Nicholas Wade, a leading science writer whose specialty is human evolution, likes to ask interesting questions. Here are some examples:
Why has the West been the most exploratory and innovative civilization in the world for the past 500 years?
Why are Jews of European descent so massively overrepresented among the top achievers in the arts and sciences?
Why is the Chinese diaspora successful all around the world?
Why is it so difficult to modernize tribal societies?
Why has economic development been so slow in Africa?
Contemporary thinkers have offered lots of provocative answers for such questions. It's all about geography. Or institutions. Or rice culture. Or the devastating legacy of colonialism. Or Jewish mothers. Now comes another explanation, one that bravely explores the highly dangerous elephant in the room. Mr. Wade argues that human history has also been profoundly influenced by genetics.
Part of his new book, A Troublesome Inheritance: Genes, Race and Human History, is a summary of new findings in genetic science, and part of it is highly speculative. All of it is bound to be deeply unpopular among social scientists, because it challenges their entrenched belief that race is nothing more than a social construct. The wide diversity in human societies around the world can be explained entirely by culture, they insist. We're all the same under the skin.
Except we're not quite. Since the sequencing of the human genome in 2003, evidence of subtle genetic differences has been piling up. As our ancestors branched out of Africa, different groups of people evolved in slightly different ways to adapt to local conditions. The most successful of those people passed on their adaptations to their offspring. The variations in human DNA correspond quite precisely to what we think of as the major races. They are associated not just with differences in hair and skin colour, but also with a range of other physical and (probably) behavioural traits. Another astonishing fact is that 14 per cent of the human genome has been under natural selection strong enough to be detectable. The evidence also shows that evolution can proceed remarkably quickly, and has never stopped. (The Tibetan adaptation to high altitudes is just 3,000 years old.) "Human evolution has been recent, copious and regional," Mr. Wade says in his book.
Mr. Wade knows he may be stepping on a land mine. In the not so distant past, ideas about racial difference have been used to justify everything from slavery to extermination. A lot of people think it's safer to deny such differences exist. The subject is so taboo that any discussion of racial differences is widely considered tantamount to racism itself. Geographer Jared Diamond (author of Guns, Germs and Steel, which contends that geography explains everything) has said that only people capable of thinking the Earth is flat believe in the existence of human races. So that makes Mr. Wade, who has written for The New York Times for 20 years, either foolhardy or fearless. "The idea that human populations are genetically different from one another has been actively ignored by academics and policy makers for fear that such inquiry might promote racism," he writes.

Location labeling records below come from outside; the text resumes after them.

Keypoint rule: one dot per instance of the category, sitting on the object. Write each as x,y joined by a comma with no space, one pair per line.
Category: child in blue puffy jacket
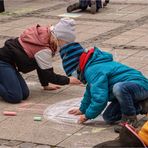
94,5
107,81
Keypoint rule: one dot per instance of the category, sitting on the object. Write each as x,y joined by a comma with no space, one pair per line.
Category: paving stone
13,143
43,146
27,145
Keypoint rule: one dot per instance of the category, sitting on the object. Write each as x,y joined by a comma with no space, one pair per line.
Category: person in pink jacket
33,50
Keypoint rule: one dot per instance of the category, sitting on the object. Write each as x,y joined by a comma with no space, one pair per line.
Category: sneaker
73,7
144,106
93,7
132,120
105,3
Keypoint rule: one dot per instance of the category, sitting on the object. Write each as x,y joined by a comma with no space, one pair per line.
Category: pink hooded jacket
35,39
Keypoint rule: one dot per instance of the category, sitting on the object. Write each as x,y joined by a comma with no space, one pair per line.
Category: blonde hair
53,43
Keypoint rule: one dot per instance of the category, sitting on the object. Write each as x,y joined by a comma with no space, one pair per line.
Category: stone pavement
121,28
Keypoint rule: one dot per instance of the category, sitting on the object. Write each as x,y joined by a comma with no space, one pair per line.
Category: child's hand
82,119
51,87
74,80
75,111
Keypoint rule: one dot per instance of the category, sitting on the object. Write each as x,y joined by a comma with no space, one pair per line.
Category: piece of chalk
37,118
8,113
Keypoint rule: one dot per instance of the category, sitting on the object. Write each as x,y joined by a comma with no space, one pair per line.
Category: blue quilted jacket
101,73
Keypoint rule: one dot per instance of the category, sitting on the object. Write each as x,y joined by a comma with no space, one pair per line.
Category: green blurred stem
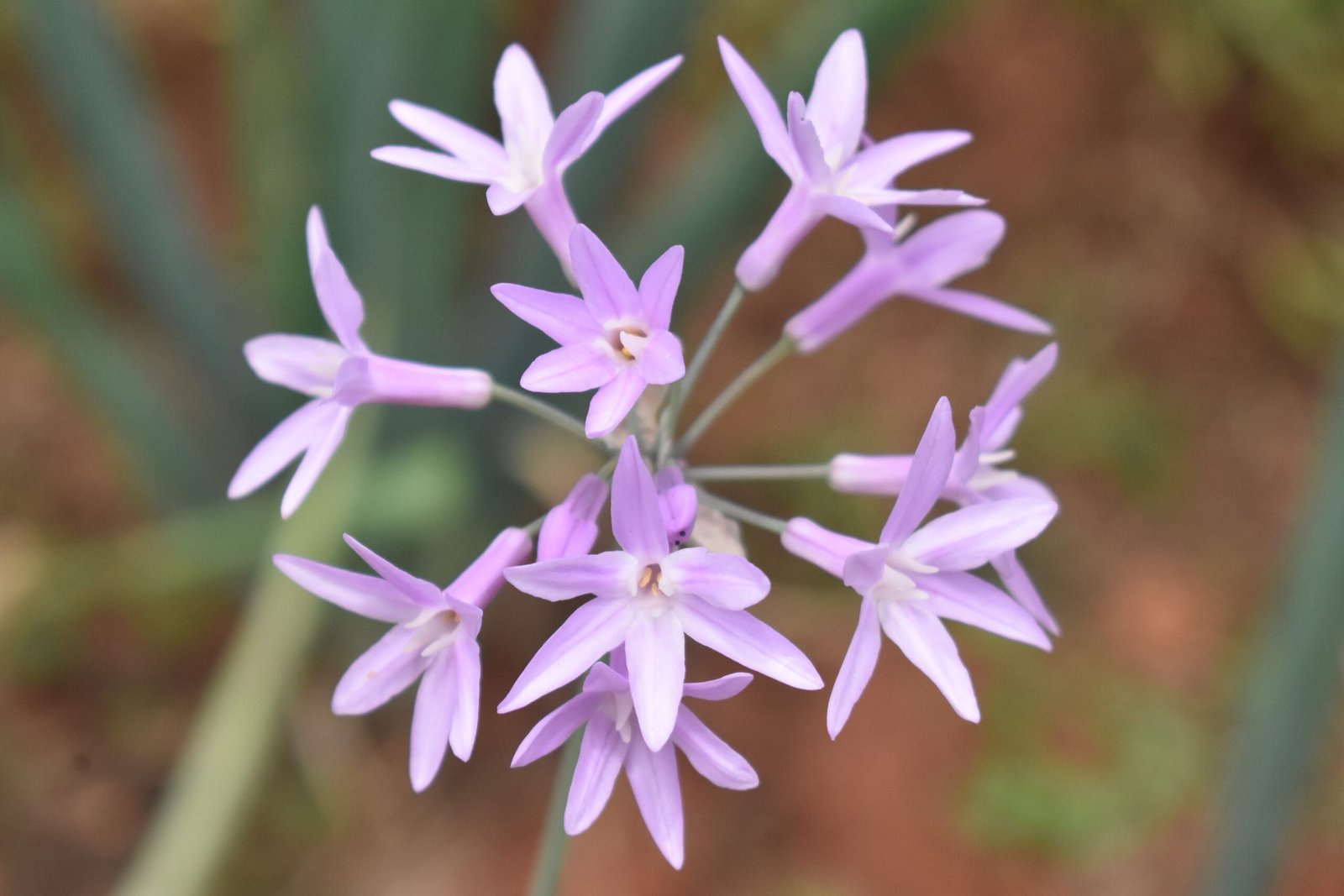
759,369
550,852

Mr. Wade argues that people the world over are highly similar as individuals. But because of slight but significant evolutionary differences in social behaviour, societies differ widely. The various components of social behaviour are no more exempt from natural selection than hair or skin colour – and are profoundly more critical to human survival. As people migrated out of Africa, this evolution in social behaviour proceeded independently in different parts of the world and shaped many different types of institutions.
This thesis has a certain powerful explanatory force. It helps explain why less successful cultures don't simply copy more successful ones. "If the differences between a tribal society and a modern state were purely cultural," he writes, "it should be easy to modernize a tribal society by importing Western institutions." But tribal societies are characterized by strong kinship relations and low levels of trust toward non-kin. Western institutions are characterized by high levels of trust among strangers. Tribal institutions are designed to empower the officeholder and his tribe, while Western institutions are designed to operate in the public interest. These differences are far more than skin deep, and have been shaped by centuries of human evolution.
The genetic basis for traits such as trust, conformity and aggression is still opaque. But Mr. Wade is convinced that it was rapid evolution of human nature in England and Northern Europe that paved the way for the ascendance of the West. (This highly original theory was developed by economic historian Gregory Clark in his book A Farewell to Alms.) For a variety of reasons, including brutal population pressures, people developed a cluster of traits – nonviolence, literacy, thrift and patience – that gradually became the values of society as a whole. "The ability of the rich to raise more surviving children slowly diffused the social behaviours required for modern prosperity into the wider society," Mr. Wade says. These behaviours became the fertile soil for the Industrial Revolution, which vaulted Britain out of its Malthusian poverty trap and paved the way for Western domination: "The rise of the West is an event not just in history but also in human evolution."
Mr. Wade is quite careful to reject notions of "superiority" and "inferiority" when discussing population variations. People adapted to the circumstances in which they found themselves, and shaped their institutions accordingly. "Different," he stresses, does not mean "better."
Even so, you can be sure that quite a lot of people do not want to have this conversation, or even admit that it might be legitimate. They do not want to entertain the thought that genetics could be a reason why human societies differ. Sure, they believe in evolution – except when it comes to us.